We had a series of outages yesterday. The first one started at 8:29 AM EDT and lasted for 4 hours. It was caused by the partial power outage that shut down our database server. By 12:25 PM EDT the power was restored and Toggl was operational again.
The unexpected shutdown caused problems with our application servers which started to run slower over time. Servers crashed completely on 7:24 PM EDT. We got the system back to work by 12:14 AM EDT.
After that we have had several short periods of downtime, mainly because the system was not stable after the crashes.
The whole happening was the worst outage in Toggl’s history.
First, we are very sorry for all the trouble this has caused! We are analyzing the case very closely, it is our first priority to be better prepared for possible power/hardware/network outages in the future.
There are 3 things that we will improve:
1. Redundancy. Right now we had a system of several application servers and single database server. DB was obviously a single failure point. Regular backups at every 12 hour are stored offsite, but in case of DB power outage, the whole system was not available.
2. Offline support for Toggl.

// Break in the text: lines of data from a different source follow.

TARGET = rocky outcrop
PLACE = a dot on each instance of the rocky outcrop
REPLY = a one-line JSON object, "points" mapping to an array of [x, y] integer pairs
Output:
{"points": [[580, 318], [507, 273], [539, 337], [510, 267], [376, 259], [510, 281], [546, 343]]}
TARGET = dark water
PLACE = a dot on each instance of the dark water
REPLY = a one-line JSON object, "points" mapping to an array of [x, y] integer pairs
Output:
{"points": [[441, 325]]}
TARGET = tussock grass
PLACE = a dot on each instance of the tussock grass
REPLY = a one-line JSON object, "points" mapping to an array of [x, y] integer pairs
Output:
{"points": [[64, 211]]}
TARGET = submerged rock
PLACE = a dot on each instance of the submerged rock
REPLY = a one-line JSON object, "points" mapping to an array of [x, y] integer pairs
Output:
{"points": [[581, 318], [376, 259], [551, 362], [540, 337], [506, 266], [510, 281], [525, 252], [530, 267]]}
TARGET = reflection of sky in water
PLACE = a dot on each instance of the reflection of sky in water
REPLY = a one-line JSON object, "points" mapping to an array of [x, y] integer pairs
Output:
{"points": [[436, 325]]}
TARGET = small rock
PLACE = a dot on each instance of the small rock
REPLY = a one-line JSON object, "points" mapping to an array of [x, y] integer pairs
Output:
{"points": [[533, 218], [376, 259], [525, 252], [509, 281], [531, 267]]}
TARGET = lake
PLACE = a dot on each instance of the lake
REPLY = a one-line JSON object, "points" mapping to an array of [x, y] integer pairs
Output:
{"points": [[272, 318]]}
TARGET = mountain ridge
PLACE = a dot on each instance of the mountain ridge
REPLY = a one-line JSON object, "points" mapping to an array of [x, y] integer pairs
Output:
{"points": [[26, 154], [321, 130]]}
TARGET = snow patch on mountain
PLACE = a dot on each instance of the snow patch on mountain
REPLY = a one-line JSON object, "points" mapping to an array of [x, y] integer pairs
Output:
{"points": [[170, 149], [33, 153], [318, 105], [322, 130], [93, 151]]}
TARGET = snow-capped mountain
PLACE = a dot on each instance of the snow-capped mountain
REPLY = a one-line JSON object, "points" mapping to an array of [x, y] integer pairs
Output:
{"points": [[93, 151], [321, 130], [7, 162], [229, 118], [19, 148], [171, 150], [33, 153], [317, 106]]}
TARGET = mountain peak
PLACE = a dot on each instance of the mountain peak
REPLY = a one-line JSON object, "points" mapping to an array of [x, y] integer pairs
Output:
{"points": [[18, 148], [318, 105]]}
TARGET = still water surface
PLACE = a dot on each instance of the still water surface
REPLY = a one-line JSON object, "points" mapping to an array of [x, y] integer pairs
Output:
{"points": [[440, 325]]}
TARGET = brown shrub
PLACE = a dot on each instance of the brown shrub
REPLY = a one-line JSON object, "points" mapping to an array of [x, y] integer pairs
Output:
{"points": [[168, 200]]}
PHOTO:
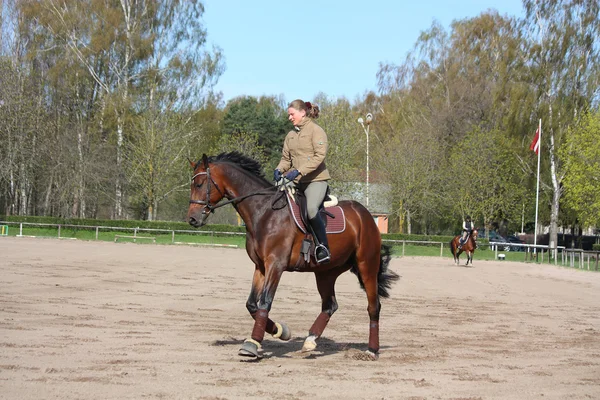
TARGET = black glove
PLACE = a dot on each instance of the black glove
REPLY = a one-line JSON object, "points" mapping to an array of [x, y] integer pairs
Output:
{"points": [[291, 175]]}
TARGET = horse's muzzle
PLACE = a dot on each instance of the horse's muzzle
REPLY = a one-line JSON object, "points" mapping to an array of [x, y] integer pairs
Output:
{"points": [[197, 223]]}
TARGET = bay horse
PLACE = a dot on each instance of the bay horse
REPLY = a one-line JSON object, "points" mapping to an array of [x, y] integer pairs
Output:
{"points": [[273, 243], [469, 247]]}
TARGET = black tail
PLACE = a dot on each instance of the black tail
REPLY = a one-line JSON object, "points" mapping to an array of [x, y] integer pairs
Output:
{"points": [[385, 277]]}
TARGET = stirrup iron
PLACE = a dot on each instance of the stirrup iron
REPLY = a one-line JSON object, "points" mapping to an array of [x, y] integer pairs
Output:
{"points": [[325, 259]]}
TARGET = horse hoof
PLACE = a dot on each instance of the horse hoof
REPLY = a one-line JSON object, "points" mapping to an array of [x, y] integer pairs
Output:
{"points": [[365, 356], [251, 350], [310, 343], [283, 332]]}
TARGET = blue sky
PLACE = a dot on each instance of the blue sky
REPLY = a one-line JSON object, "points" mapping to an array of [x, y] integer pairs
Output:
{"points": [[300, 48]]}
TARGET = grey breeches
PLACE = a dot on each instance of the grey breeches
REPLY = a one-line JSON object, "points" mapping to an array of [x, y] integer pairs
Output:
{"points": [[315, 193]]}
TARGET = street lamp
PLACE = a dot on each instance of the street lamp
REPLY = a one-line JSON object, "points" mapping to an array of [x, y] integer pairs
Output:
{"points": [[369, 118]]}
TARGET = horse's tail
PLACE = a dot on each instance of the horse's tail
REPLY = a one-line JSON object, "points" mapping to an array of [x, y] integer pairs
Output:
{"points": [[385, 277]]}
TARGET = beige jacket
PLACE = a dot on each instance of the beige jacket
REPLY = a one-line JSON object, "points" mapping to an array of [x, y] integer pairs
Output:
{"points": [[304, 149]]}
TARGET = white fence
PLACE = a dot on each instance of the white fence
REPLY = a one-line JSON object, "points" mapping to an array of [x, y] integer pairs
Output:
{"points": [[134, 236], [574, 258]]}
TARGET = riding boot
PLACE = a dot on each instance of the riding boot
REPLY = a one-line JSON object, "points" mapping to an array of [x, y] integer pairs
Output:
{"points": [[322, 248]]}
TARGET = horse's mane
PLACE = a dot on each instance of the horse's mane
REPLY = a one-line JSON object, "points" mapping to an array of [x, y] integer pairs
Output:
{"points": [[245, 162]]}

Toggl Desktop and mobile apps support offline work so that Toggl’s server is not required for time-tracking. We will improve this support over time and will make it also available for Toggl website itself.
3. Communication. We will improve our crisis communications, so that you will be informed consistently in any case of problems that may arise. This also includes our internal communication, e.g. automated notifications in the case of system slowdown.
Once again, we apologize for the outage. Your patience is much appreciated and we promise to deliver the service better and better over time.
UPDATE: Our service provider announced they are doing further repairs which will cause some brief downtime, sometime between 8/09/2011 23:59hrs until 8/10/2011 0600 CST. The maintenance window is for worst case, all thing going to plan the downtime should be significantly less. We will announce when the site is back up.
UPDATE 2: Power is restored and site is back up. We are running checks to see if everything is working correctly.